O episódio ocorreu na semana passada, mas só veio a público nesta quarta-feira (4 de junho). Segundo relato do próprio professor, ao questionar o motivo pelo qual o aluno pegava a mochila para sair sem autorização, foi surpreendido com um soco no nariz e um chute na perna, que o derrubou.
“Perguntei por que ele estava tentando sair por decisão própria e expliquei que há regras na escola. Durante a conversa, ele me agrediu com um murro no nariz e um chute na perna. Antes disso, ele já tinha feito gestos ofensivos com o dedo do meio”, contou o professor.
O educador precisou ser socorrido pelo Serviço de Atendimento Móvel de Urgência (Samu) e levado a um hospital. Até o momento, ele permanece afastado das atividades por orientação médica.
O caso está sendo investigado pela Delegacia do Adolescente de Maringá, que já solicitou exame de corpo de delito e começará a ouvir testemunhas nos próximos dias.

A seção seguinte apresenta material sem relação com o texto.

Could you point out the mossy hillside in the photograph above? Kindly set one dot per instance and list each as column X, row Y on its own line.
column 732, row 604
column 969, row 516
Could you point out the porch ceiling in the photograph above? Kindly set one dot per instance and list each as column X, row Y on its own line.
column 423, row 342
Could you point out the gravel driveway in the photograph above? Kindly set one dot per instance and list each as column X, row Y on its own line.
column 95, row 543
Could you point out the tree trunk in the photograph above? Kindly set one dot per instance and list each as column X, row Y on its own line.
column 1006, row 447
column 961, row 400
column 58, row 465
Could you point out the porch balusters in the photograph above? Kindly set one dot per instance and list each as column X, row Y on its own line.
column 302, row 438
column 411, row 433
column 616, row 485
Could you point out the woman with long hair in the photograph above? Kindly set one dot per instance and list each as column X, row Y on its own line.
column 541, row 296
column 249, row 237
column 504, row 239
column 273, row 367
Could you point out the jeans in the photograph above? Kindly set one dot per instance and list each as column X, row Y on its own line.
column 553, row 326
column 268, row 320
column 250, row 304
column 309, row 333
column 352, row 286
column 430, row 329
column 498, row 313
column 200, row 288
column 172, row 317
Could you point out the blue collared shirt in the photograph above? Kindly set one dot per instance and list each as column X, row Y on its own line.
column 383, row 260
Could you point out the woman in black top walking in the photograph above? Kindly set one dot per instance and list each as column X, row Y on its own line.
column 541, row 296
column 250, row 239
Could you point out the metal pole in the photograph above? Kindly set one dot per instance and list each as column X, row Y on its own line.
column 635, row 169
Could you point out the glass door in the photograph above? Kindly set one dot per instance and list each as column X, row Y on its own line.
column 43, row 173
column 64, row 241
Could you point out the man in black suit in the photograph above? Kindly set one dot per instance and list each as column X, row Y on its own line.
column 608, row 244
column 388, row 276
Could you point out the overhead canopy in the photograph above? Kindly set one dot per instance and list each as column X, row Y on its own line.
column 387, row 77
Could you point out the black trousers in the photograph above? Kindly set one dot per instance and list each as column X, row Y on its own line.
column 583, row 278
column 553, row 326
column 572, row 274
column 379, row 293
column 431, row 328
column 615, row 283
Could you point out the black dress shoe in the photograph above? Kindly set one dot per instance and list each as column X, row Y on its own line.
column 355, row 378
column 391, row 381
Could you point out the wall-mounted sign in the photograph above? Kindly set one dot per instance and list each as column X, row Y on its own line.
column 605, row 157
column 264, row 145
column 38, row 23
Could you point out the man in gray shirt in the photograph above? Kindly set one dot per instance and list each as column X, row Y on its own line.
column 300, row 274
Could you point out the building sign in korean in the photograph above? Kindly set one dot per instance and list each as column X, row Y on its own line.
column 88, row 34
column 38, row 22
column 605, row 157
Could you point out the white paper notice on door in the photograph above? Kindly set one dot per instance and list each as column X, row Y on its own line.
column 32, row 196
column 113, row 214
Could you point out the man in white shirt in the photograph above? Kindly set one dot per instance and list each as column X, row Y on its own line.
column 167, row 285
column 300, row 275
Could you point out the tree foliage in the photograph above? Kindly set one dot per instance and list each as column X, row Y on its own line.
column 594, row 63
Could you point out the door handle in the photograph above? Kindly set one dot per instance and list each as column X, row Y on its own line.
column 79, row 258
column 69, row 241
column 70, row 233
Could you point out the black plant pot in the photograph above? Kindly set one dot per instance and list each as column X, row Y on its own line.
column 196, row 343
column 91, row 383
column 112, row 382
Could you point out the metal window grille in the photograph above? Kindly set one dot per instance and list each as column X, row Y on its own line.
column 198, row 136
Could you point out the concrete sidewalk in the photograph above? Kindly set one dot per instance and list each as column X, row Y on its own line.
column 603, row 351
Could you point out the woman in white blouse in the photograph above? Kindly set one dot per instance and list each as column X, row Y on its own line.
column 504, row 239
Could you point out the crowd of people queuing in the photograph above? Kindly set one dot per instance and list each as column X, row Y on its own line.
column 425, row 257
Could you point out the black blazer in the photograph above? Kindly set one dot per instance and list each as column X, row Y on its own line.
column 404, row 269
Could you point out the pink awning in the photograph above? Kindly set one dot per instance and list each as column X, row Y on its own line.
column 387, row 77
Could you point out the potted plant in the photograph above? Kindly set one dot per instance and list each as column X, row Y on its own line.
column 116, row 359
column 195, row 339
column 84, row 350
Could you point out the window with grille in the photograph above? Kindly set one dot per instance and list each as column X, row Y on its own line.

Posicionamento da Secretaria de Educação
A Secretaria de Estado da Educação do Paraná (Seed) informou que o Batalhão de Patrulha Escolar Comunitária (BPEC) atuou prontamente para garantir a segurança no ambiente escolar. A equipe pedagógica conversou com os envolvidos, e a mãe do estudante foi chamada para uma reunião na escola.
O episódio foi registrado em ata e encaminhado ao Núcleo Regional de Educação (NRE) de Maringá. A Secretaria reforçou, por meio de nota, que repudia qualquer forma de violência no ambiente escolar e segue adotando medidas para garantir um espaço seguro e acolhedor para toda a comunidade escolar.
Sindicato repudia o caso
O Sindicato dos Professores e Funcionários de Escola do Paraná (APP-Sindicato), por meio do Núcleo Sindical de Maringá, também se manifestou, classificando o episódio como um “gravíssimo caso de violência”. Segundo a entidade, o professor sofreu uma crise nervosa, não apenas pelos ferimentos físicos, mas também pelo acúmulo de pressões e assédios vivenciados pelos profissionais da educação.
O sindicato destacou que este não é um caso isolado e que continuará cobrando ações efetivas das autoridades para garantir a segurança de professores, funcionários e estudantes. “Não é mais possível trabalhar em um ambiente adoecedor, marcado pela violência, pelo medo, pela falta de apoio e pelas cobranças incessantes”, diz a nota.
A entidade conclui reafirmando que a escola deve ser um espaço de formação, respeito e acolhimento — e não de violência, assédio e negligência.